In another tweet, Moreno mocked Ryan for sitting in the back seat of a car. Ryan had posted a photo of himself sitting in the vehicle while speaking on a Zoom call to a gathering of young Democrats.

“Also, never trust a guy who sits in the back seat of a car,” Moreno wrote in a quote tweet.

That one did not age well: Minutes later, another user replied to Moreno with a selfie that Moreno had previously posted to Twitter of himself sitting in the backseat of a car.

‘Childless cat ladies’

Vance, whom Trump ultimately endorsed in the primary, for a solid week in July kept using the term “Childless” in an effort to insult his foes on the left.

“We’re effectively run in this country, through the Democrats, through our corporate oligarchs, by a bunch of childless cat ladies who are miserable at their own lives and the choices that they’ve made, and so they want to make the rest of the country miserable too, ”Vance told Tucker Carlson at the time.

As examples of childless cat ladies, Vance pointed to Vice President Kamala Harris (who has stepchildren); progressive Rep. Alexandria Ocasio-Cortez (DN.Y.), the youngest woman in Congress; and Transportation Secretary Pete Buttigieg, who announced a month later he and her husband had adopted infant twins.
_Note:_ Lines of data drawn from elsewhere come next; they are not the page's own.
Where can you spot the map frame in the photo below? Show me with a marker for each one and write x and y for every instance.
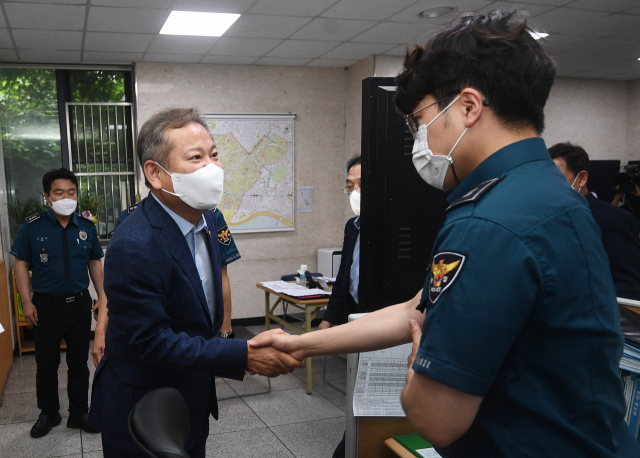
(209, 117)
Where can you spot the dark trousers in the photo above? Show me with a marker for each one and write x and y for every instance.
(58, 319)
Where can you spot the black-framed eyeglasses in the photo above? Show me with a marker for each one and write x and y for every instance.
(348, 189)
(411, 122)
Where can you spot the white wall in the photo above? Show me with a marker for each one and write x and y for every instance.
(317, 96)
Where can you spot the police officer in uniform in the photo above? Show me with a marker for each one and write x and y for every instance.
(228, 254)
(522, 340)
(62, 250)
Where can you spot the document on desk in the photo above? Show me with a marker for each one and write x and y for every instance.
(380, 380)
(292, 289)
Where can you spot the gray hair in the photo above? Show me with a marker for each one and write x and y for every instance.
(153, 141)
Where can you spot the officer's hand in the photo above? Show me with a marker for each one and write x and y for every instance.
(30, 313)
(97, 351)
(416, 334)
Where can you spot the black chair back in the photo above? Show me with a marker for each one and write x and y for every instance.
(159, 423)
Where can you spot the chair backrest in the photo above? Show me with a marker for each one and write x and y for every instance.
(159, 423)
(292, 277)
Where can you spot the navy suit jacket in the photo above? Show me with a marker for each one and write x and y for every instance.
(341, 303)
(620, 237)
(160, 331)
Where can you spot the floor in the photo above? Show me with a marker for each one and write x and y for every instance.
(287, 422)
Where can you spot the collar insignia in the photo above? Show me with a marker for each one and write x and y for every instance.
(475, 194)
(224, 236)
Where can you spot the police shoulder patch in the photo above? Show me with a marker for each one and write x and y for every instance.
(224, 236)
(445, 268)
(475, 194)
(31, 218)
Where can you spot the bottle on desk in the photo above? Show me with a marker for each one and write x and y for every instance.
(302, 280)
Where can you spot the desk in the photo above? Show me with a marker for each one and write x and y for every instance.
(311, 307)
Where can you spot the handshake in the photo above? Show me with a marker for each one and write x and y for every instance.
(273, 353)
Vance has been clear on his position that the American government should incentivize its citizens to have children, and that having kids is the ultimate calling in life.
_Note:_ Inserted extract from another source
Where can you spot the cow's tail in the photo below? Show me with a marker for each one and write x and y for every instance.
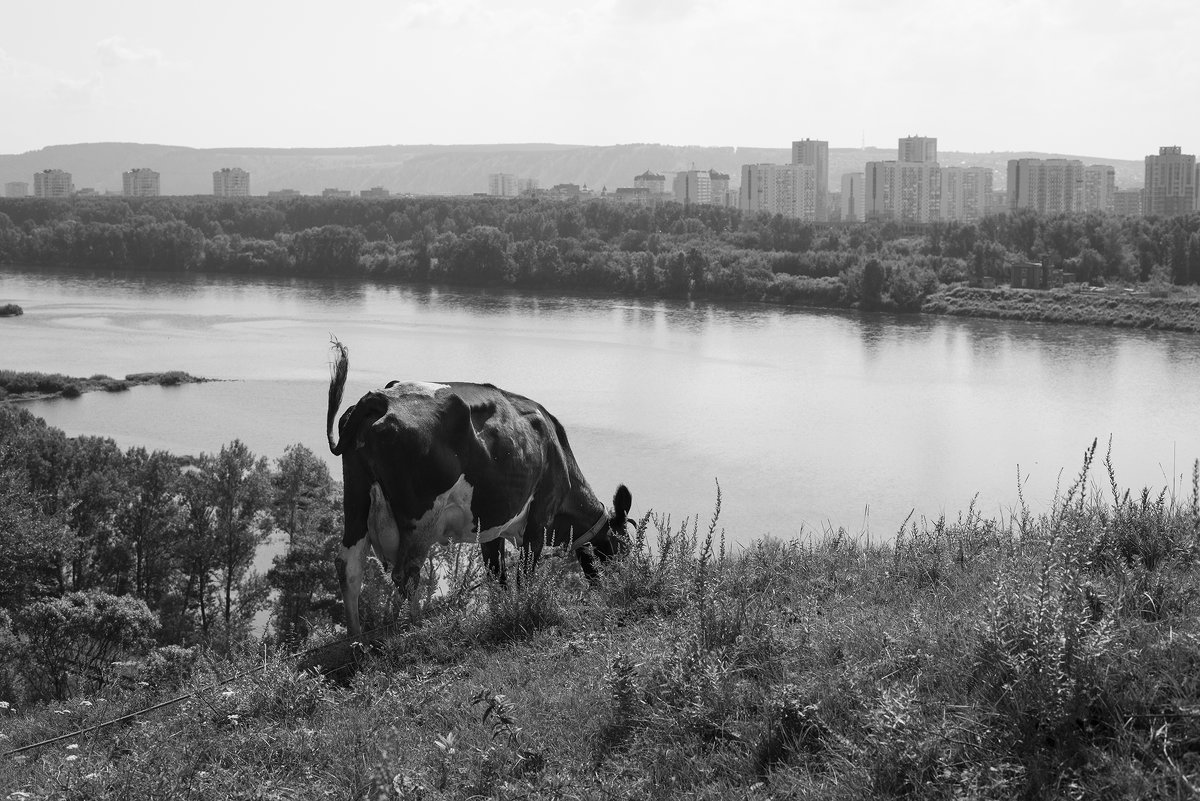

In a speech during his week of bashing Democrats without children, Vance proposed giving people with kids additional votes at the ballot box, arguing they have a greater stake in the future of the country because they’ve reproduced. When American Federation of Teachers President Randi Weingarten tweeted that week in support of requiring masks in schools, Vance jumped in to slam her, too, as part of a group of “miserable, childless lefties.”

JP, er, JD Mandel

By the end of the primary, voters had been inundated with $ 70 million in Republican advertisements, a dozen debates and, of course, a steady stream of news cycles about what the eight candidates running had said on a given day.

The primary din became so overwhelming, even Trump himself became confused about the name of the man he had recently endorsed, JD Vance.

“We’ve endorsed JP, right? JD Mandel, ”Trump said at a rally in Nebraska on Sunday. “He’s doing great.”